The researchers found that more participants, who came from France, Spain, the U.S,  Israel and Korea, chose to kill one person in order to save five – the utilitarian option – when the dilemma was presented to them in a foreign language. According to Costa, people were still twice as likely to choose this option when the languages groups were randomized.

In the second experiment, EurekAlert says, the dilemma was made a little less emotional. Here the participants were presented with the following: there is a trolley headed towards five men, but if the participants wanted to, they could switch the trolley to another track where it would only kill one. Here, people were more willing to deliberately kill one person to save five. Whether they were presented the dilemma in their own or in a foreign language, eighty per cent chose the utilitarian option.

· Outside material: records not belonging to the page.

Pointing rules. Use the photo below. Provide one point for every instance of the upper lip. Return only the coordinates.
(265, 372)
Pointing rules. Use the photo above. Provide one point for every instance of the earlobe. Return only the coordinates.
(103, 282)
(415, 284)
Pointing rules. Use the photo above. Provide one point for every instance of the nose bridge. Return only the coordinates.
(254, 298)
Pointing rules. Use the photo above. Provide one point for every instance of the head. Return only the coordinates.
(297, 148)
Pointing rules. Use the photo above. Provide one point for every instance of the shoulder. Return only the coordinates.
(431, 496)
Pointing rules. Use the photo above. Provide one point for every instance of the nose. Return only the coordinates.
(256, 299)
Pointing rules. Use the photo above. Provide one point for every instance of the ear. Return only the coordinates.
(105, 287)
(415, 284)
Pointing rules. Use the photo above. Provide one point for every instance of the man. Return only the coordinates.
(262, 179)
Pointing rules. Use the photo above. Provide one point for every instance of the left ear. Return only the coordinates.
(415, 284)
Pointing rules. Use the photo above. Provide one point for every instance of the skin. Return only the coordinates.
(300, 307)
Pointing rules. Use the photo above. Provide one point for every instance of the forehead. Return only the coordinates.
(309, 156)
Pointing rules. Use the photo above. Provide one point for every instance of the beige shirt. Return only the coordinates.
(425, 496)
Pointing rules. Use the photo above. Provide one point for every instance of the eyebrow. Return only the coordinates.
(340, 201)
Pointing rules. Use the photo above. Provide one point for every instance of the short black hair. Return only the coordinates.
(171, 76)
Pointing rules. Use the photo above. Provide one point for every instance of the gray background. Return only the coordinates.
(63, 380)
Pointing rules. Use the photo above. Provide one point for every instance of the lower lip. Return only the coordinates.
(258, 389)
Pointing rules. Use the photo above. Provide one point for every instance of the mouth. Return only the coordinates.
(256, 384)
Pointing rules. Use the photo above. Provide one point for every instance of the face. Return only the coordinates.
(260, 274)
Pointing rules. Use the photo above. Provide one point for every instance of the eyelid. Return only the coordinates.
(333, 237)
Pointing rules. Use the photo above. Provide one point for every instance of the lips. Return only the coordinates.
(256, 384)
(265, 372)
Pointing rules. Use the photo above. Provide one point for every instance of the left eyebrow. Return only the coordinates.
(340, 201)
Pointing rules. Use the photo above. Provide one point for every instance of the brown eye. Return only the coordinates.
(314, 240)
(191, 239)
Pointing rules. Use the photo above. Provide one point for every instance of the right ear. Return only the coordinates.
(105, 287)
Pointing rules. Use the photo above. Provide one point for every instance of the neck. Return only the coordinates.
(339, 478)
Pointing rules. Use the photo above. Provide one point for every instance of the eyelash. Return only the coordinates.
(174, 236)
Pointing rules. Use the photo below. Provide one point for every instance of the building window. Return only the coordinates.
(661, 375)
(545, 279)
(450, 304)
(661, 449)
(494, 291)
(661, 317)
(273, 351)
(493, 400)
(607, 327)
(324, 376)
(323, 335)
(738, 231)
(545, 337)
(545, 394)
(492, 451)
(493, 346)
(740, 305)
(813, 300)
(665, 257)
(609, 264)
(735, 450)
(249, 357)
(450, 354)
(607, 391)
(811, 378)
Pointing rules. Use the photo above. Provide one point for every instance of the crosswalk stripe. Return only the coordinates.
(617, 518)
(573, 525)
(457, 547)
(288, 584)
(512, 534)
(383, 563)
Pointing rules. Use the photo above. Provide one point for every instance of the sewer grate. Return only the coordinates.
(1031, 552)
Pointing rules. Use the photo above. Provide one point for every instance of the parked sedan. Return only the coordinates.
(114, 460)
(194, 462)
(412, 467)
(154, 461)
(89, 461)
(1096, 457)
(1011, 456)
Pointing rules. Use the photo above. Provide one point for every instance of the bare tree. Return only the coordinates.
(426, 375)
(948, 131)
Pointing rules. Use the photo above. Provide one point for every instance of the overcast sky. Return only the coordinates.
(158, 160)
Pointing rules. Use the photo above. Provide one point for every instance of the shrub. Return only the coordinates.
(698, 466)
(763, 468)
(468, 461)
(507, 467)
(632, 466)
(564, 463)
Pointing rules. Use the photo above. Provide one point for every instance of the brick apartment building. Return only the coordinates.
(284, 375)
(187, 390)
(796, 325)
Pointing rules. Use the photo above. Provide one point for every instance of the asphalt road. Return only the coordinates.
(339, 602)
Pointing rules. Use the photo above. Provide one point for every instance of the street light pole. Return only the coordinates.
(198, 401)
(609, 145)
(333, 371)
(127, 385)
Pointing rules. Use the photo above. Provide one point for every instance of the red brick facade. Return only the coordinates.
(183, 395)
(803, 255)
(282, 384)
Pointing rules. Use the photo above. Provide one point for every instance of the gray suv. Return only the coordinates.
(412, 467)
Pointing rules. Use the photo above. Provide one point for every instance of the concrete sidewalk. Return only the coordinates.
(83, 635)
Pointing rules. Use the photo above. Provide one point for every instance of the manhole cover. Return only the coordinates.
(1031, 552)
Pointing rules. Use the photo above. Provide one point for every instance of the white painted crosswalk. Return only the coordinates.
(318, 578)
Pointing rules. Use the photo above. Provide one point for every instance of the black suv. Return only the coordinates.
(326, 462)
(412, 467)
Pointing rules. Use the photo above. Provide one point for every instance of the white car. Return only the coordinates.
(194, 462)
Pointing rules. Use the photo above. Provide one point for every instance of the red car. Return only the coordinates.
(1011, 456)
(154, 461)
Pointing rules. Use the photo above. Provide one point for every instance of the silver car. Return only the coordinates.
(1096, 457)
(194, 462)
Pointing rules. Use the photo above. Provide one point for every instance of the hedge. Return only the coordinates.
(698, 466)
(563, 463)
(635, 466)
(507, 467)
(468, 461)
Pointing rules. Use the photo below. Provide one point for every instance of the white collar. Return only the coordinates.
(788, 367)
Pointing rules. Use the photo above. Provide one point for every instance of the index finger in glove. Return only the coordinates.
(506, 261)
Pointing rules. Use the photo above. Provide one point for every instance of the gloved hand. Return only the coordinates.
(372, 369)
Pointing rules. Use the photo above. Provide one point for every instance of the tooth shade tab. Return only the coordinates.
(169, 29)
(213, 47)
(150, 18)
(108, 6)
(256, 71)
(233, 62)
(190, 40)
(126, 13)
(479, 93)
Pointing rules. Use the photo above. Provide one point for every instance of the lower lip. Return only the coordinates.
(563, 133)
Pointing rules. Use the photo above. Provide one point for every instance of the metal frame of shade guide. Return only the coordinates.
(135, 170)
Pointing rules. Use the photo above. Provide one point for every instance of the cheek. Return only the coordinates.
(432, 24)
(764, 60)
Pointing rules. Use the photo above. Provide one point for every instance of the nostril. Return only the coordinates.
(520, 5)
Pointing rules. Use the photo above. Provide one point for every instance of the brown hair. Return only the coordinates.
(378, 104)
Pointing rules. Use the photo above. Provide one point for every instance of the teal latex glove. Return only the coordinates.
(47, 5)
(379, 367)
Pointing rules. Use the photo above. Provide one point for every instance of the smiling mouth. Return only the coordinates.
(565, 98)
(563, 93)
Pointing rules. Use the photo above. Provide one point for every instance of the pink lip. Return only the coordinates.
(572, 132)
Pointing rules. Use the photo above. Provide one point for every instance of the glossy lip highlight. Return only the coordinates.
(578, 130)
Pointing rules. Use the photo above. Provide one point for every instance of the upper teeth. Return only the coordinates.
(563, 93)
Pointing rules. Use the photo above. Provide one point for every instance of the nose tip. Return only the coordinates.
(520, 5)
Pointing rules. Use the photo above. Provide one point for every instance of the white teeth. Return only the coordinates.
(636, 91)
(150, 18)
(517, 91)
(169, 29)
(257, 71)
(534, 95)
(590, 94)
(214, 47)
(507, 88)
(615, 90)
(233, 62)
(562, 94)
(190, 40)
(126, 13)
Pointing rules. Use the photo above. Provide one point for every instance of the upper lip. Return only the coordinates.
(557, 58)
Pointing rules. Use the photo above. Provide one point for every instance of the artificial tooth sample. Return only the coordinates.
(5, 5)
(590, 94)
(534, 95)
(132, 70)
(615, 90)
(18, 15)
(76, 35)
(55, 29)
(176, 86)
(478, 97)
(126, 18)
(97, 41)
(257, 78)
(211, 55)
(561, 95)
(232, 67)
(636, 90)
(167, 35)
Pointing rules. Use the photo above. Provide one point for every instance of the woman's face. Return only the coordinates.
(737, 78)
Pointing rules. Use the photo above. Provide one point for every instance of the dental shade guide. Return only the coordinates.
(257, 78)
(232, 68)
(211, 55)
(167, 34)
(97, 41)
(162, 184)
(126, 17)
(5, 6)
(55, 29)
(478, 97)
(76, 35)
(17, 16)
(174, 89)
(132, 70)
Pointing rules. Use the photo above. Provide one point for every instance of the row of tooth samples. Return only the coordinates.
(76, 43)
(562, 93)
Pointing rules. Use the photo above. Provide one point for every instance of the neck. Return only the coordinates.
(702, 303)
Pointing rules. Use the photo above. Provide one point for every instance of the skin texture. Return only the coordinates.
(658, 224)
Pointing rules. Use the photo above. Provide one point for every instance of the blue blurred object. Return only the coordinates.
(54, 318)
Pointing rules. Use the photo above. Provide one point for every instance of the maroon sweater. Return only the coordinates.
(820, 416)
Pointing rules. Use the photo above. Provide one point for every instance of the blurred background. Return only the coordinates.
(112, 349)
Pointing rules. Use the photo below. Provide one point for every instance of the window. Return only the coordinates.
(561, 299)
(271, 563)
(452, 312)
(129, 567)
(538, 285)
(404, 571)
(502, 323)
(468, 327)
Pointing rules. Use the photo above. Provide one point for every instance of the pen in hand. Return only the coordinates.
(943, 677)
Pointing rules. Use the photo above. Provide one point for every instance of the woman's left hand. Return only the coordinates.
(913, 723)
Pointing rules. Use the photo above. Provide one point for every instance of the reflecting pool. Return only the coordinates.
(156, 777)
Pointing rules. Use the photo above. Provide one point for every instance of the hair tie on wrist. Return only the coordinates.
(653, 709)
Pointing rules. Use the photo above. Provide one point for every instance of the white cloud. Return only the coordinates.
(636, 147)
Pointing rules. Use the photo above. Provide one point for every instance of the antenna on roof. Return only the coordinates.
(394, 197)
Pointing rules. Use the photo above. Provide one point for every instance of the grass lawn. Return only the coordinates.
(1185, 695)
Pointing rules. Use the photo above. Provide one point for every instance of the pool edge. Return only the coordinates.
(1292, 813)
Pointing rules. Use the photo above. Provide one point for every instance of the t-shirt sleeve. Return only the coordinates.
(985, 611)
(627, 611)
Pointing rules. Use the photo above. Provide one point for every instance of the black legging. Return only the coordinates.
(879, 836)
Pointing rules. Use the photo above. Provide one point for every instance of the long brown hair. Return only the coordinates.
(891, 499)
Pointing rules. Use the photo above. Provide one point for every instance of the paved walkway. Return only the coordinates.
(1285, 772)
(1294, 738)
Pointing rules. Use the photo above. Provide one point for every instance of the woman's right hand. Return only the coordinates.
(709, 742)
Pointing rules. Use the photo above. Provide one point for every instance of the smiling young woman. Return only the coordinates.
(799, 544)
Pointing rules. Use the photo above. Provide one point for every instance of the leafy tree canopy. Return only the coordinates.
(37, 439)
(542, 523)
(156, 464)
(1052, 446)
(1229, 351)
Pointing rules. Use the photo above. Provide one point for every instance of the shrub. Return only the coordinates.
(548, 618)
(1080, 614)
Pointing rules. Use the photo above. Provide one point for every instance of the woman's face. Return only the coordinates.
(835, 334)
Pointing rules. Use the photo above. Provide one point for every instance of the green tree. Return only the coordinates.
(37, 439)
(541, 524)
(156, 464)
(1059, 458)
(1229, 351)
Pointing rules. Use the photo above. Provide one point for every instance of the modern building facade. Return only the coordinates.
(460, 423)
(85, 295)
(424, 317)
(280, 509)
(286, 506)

According to EurekAlert, the study was held under 725 participants, of which 397 people were native Spanish Speakers that were presented with English as the foreign language, and 328 were native English speakers that were had Spanish as their foreign language. The participants were presented with both dilemmas in the same language. According to Keysar, people are “less afraid of losses, more willing to take risks and much less emotionally-connected when thinking in a foreign language.”

UChicago doctoral student in psychology Sayuri Hayakawa adds that the way people learn a language can be used to explain the results. Foreign languages are learned in a less emotional setting than native ones, i.e. a classroom, and take extra effort. Moreover, she believes translation often leads to a loss of emotional content. Costa believes the results of the study show that moral judgements are influenced by the language people speak. Thus, he thinks it is vital that people are aware of this impact in order to make more informed choices.